Home of the Free and the Brave

William Parker, lost in bass
Thirsty Ear Records

I'm about as spiritual as a lint brush, but something or everything about David S. Ware's hocus pocus fire music brings out the incense burner in me. This year's Live in The World (Thirsty Ear), a three-CD set drawn from concerts recorded in 1998 and 2003 in Switzerland and Italy, has the tenor saxophonist roiling, ululating, and swinging, through epic originals and pieces by Sonny Rollins and, be not afraid, Marvin Hamlisch. On the right night, Ware could turn "Three Blind Mice" into an intense study of what number theory, vision, and rodents are really all about. So it's not surprising that he makes as much out of "The Way We Were" as he does out of Rollins's "Freedom Suite."
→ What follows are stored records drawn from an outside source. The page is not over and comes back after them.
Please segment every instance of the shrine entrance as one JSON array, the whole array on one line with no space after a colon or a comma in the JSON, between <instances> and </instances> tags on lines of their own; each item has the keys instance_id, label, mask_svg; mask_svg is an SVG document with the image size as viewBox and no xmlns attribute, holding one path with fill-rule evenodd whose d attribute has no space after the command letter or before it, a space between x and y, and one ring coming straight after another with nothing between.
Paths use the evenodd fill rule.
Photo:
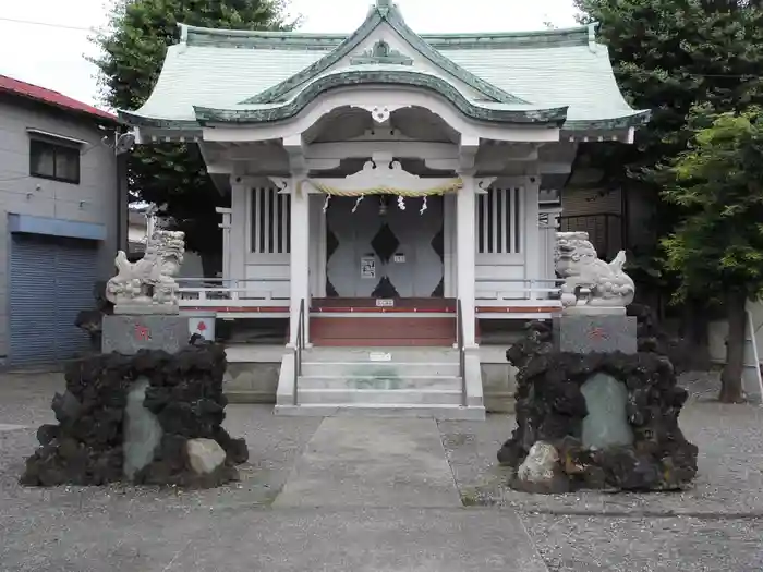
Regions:
<instances>
[{"instance_id":1,"label":"shrine entrance","mask_svg":"<svg viewBox=\"0 0 763 572\"><path fill-rule=\"evenodd\" d=\"M443 297L443 204L441 196L426 203L400 203L393 195L331 197L326 210L327 297Z\"/></svg>"}]
</instances>

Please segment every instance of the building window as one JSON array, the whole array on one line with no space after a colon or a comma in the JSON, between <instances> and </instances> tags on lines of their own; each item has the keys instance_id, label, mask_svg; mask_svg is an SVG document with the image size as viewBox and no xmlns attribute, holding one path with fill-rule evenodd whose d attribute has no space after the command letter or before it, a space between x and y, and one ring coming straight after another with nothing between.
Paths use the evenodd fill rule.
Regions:
<instances>
[{"instance_id":1,"label":"building window","mask_svg":"<svg viewBox=\"0 0 763 572\"><path fill-rule=\"evenodd\" d=\"M80 149L41 139L29 139L29 174L80 184Z\"/></svg>"},{"instance_id":2,"label":"building window","mask_svg":"<svg viewBox=\"0 0 763 572\"><path fill-rule=\"evenodd\" d=\"M291 195L282 195L277 188L252 191L252 252L291 252Z\"/></svg>"},{"instance_id":3,"label":"building window","mask_svg":"<svg viewBox=\"0 0 763 572\"><path fill-rule=\"evenodd\" d=\"M477 254L521 251L521 188L491 188L477 195Z\"/></svg>"}]
</instances>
One of the ways we were was idealistic about the power of free jazz to fight injustice and war and banality and vanity, and Ware, it seems, still is that way, the sap. Pianist Matthew Shipp, who is at his best with Ware, ranges widely and expressively, William Parker issues another draft of How to Make the Upright Bass Sound Like the Voice of Walter Cronkite Only Better, and the contributions of drummers Susie Ibarra, Hamid Drake, and Guillermo E. Brown (heard separately) create distinct versions of the quartet for each disc.

I'm not entirely sure about this, but I believe that every time the pope sneezes, a new record featuring William Parker hits record shelves (well, a few of them). Of his two '05 albums as a leader, Luc's Lantern (Thirsty Ear), a trio date with pianist Eri Yamamoto and drummer Michael Thompson, is the more accessible and less interesting outing. Parker's sonorous bass is always a pleasure to hear and, in certain wind conditions, ballads such as "Song for Tyler" and "Evening Star Song" actually give off an enticing perfume. Several of the album's tunes, though, are just sturdy ostinatos with "poetic" names ("Mourning Sunset"--oh brother). And while few selections go by without moments of inspiration, the whole affair is a bit too restrained for its own good.

If Live in the World is closest in spirit to John Coltrane's '60s quartet, Sound Unity (Aum Fidelity), a live set by Parker's quartet, ultimately seems to follow from Ornette Coleman's late-'50s/early-'60s band. Parker's squiggly melodies frame lots of free improv with trumpeter Lewis Barnes, alto saxophonist Rob Brown, and my current favorite drummer Hamid Drake, who sounds as if he's knitting with barbershop poles. The sluggish 20-minute title track might be one of those you-had-to-be-there deals. Had I been there, I might have gone to get a soda, much as I dig the "follow the yellow brick road" reference in the middle. On the whole, though, the group balances its expressionism and its abstraction till you don't know or care which is which--which is the idea, of course.